I'm still playing ... this space is my playground and the stone is my wind
 
   5
I see what I want in peace ... right now I see
a deer and grass and a stream of water ... and I close my eyes:
this deer is asleep on my arm
and the hunter asleep, too, near its sons, in a faraway place
 
   6
I see what I want in war ... right now I see
the arms of our ancestors squeezing a wellspring into green stone
And our fathers inherited the water, but did not bequeath it, and I close
               my eyes:
The land in my hands is the work of my hands
 
   7
I see what I want in prison: days of a flowering
that led from here to two strangers in me
seated in a garden--I close my eyes:
How spacious is the earth! How beautiful the earth from the eye
               of a needle
 
   8
I see what I want in lightning ... right now I see
farms bursting from their chains with vegetation--bravo!

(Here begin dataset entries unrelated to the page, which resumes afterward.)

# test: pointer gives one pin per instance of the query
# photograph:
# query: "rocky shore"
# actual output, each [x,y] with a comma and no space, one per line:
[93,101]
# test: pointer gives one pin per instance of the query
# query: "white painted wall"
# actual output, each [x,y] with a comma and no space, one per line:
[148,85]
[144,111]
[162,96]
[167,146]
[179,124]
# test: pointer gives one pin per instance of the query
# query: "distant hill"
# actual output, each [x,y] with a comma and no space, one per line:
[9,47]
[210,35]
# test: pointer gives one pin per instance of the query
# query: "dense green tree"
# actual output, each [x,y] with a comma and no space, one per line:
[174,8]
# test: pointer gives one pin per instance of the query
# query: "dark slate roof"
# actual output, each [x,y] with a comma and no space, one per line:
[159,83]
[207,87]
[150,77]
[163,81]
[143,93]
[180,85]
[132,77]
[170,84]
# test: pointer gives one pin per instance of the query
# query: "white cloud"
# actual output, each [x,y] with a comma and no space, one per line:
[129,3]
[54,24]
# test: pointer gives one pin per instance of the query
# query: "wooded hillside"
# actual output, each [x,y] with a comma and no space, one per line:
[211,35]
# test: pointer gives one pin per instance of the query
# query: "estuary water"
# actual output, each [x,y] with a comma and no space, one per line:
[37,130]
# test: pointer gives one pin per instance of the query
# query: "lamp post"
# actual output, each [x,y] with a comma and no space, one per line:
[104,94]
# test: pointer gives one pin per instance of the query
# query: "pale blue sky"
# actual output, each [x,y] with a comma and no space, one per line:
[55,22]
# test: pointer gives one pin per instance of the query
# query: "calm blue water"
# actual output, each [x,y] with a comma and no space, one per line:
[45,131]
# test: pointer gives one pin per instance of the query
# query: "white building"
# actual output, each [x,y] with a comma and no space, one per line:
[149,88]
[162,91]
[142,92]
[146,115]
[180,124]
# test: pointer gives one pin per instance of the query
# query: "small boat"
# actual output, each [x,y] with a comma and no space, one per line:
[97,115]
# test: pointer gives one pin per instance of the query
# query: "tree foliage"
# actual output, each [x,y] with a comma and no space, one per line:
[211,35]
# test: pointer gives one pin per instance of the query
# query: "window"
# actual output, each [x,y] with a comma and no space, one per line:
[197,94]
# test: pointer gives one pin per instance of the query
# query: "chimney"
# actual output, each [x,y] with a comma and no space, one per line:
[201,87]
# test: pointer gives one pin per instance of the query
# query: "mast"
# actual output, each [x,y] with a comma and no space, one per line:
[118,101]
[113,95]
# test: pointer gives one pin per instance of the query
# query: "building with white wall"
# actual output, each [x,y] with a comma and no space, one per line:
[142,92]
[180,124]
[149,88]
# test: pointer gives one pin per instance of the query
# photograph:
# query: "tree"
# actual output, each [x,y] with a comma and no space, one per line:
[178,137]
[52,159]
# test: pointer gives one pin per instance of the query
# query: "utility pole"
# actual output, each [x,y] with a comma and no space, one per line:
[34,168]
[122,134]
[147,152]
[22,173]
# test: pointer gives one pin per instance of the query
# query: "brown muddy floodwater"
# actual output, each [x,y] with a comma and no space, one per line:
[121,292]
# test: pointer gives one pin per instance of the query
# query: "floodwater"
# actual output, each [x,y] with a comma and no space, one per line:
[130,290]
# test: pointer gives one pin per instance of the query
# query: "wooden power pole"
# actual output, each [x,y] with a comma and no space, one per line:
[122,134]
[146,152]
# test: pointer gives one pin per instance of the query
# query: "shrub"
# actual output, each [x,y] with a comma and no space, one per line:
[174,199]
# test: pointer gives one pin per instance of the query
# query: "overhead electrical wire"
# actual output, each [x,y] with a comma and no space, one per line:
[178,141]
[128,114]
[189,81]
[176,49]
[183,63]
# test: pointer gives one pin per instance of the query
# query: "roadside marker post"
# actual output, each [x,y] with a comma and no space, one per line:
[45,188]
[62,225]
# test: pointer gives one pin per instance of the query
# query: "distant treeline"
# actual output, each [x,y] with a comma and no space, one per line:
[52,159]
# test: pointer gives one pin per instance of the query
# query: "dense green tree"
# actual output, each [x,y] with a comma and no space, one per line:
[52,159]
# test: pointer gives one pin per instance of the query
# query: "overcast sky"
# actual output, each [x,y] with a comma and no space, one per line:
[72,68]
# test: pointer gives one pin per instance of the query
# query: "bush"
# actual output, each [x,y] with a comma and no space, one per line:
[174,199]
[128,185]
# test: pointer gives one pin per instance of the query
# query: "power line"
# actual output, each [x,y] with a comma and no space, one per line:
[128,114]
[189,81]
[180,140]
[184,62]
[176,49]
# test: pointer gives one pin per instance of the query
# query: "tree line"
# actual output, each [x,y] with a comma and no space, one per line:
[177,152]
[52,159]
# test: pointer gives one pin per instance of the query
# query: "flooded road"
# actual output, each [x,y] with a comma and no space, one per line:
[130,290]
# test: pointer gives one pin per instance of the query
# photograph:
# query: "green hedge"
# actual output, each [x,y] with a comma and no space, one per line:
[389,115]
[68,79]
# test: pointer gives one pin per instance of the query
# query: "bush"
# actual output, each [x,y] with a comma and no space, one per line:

The song of the walnut floats down, white above the villages' smoke
like doves ... doves we feed alongside our children
 
   9
I see what I want in love ... right now I see
horses making the plain dance, fifty guitars sighing
and a swarm of bees sucking wild mulberry, and I close my eyes
to see our shadow behind this homeless place
 
   10
I see what I want in death: I fall in love, and my chest opens
and a white unicorn jumps out and gallops over the clouds
soaring on endless gauze, swirling with eternal blue
So please do not stop my death, do not return me to a star of soil
 
   11
I see what I want in blood: right now I see the murdered,
his heart lit by the bullet, say to his murderer: from now on
               you remember
no one but me. I killed you without meaning to but from now on
you remember no one but me, nor can you endure spring flowers
 
  12
I see what I want in the theatre of the absurd: fiends in judges' robes, 
the emperor's hat, the masks of our time, the colour of old sky,
women who dance for the palace, the chaos of armies
Then I choose to forget everything, remember only the noise behind
               the curtain
 
   13
I see what I want in poetry: when poets died, we attended their funerals, 
buried them with flowers, returned safely to their poetry ...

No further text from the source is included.